Space-time Reinforcement Network for Video Object Segmentation
Yadang Chen, Wentao Zhu, Zhi-Xin Yang, Enhua Wu
TL;DR
This work tackles two core problems in memory-based semi-supervised video object segmentation: disrupted space-time coherence under occlusion/fast motion and undesired pixel-level mismatches from noise. It introduces SRNet, which combines a Feature Alignment Module that generates an auxiliary frame as a short temporal reference with a Prototype Transformer Module that enables prototype-level matching via iterative cross-attention, controlled by position embeddings.
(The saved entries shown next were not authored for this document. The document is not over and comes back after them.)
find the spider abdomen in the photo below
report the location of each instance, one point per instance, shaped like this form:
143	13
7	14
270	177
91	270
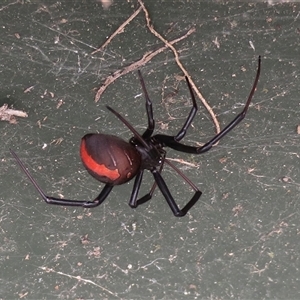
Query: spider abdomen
109	159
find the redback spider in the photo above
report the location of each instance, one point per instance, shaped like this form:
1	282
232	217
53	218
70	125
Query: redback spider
113	161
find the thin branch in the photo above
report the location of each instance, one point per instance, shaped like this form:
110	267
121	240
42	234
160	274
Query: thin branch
185	72
119	30
137	64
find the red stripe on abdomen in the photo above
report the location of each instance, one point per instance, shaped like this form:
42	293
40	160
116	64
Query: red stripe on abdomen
95	167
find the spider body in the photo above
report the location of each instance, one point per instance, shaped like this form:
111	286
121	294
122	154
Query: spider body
109	159
113	161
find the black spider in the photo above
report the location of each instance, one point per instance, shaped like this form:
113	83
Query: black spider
113	161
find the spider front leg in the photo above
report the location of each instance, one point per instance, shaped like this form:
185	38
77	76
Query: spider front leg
64	202
170	141
159	181
169	198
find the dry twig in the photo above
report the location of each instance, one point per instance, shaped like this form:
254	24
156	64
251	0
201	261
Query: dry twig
185	72
118	31
137	64
8	114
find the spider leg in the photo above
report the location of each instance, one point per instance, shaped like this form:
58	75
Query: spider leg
190	117
171	142
65	202
134	202
151	122
169	198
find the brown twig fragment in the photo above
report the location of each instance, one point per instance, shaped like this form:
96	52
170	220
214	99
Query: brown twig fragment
137	64
185	72
8	114
118	31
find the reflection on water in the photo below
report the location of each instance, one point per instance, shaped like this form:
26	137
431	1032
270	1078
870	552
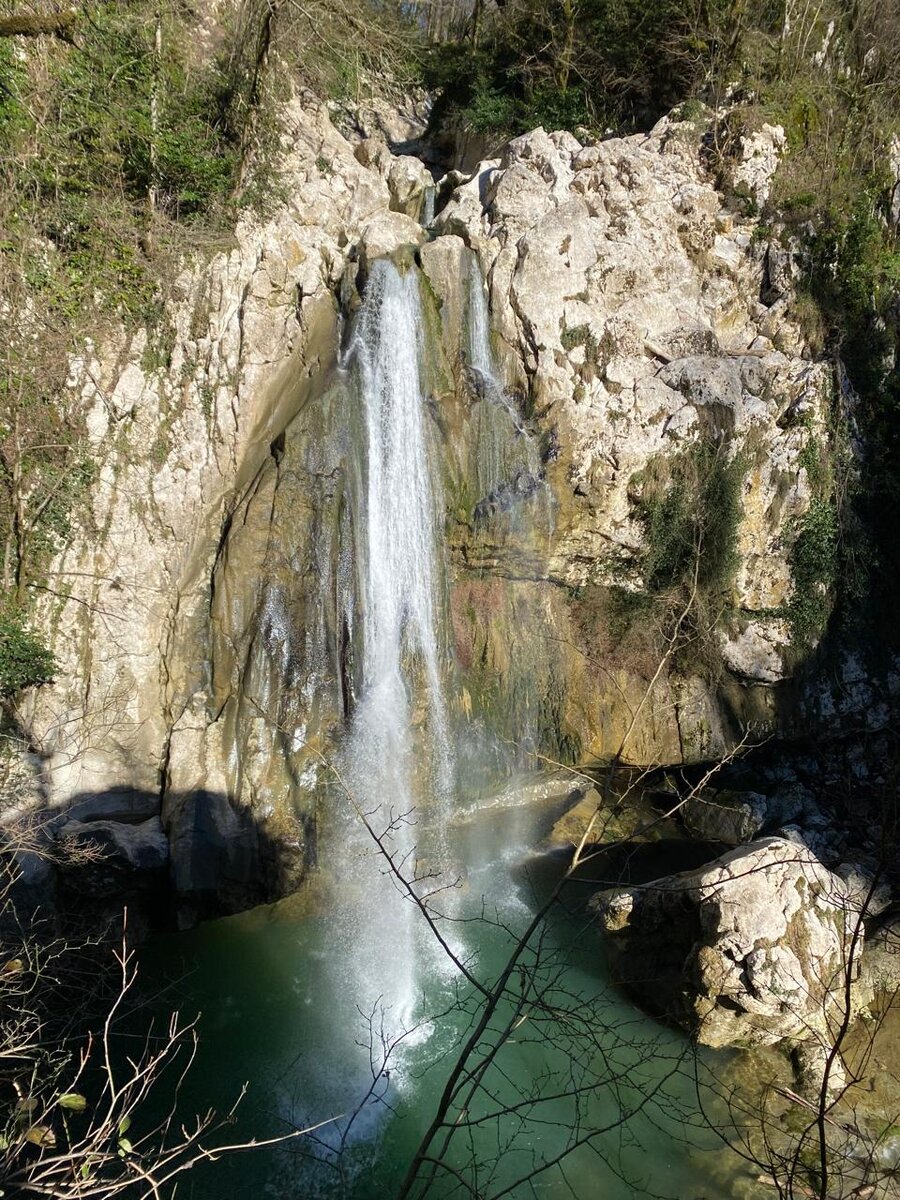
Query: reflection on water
563	1057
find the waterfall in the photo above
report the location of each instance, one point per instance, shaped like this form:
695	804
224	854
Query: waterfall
399	583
The approach yields a strong DAVIS 2017 performance (J&F 86.4%) and competitive YouTube-VOS 2018 results (85.0%), while delivering real-time inference speeds around 32 FPS. By alleviating both coherence loss and distractor sensitivity, SRNet offers robust, fast VOS suitable for practical applications in autonomous systems and video editing.
Abstract
Recently, video object segmentation (VOS) networks typically use memory-based methods: for each query frame, the mask is predicted by space-time matching to memory frames. Despite these methods having superior performance, they suffer from two issues: 1) Challenging data can destroy the space-time coherence between adjacent video frames. 2) Pixel-level matching will lead to undesired mismatching caused by the noises or distractors. To address the aforementioned issues, we first propose to generate an auxiliary frame between adjacent frames, serving as an implicit short-temporal reference for the query one. Next, we learn a prototype for each video object and prototype-level matching can be implemented between the query and memory. The experiment demonstrated that our network outperforms the state-of-the-art method on the DAVIS 2017, achieving a J&F score of 86.4%, and attains a competitive result 85.0% on YouTube VOS 2018. In addition, our network exhibits a high inference speed of 32+ FPS.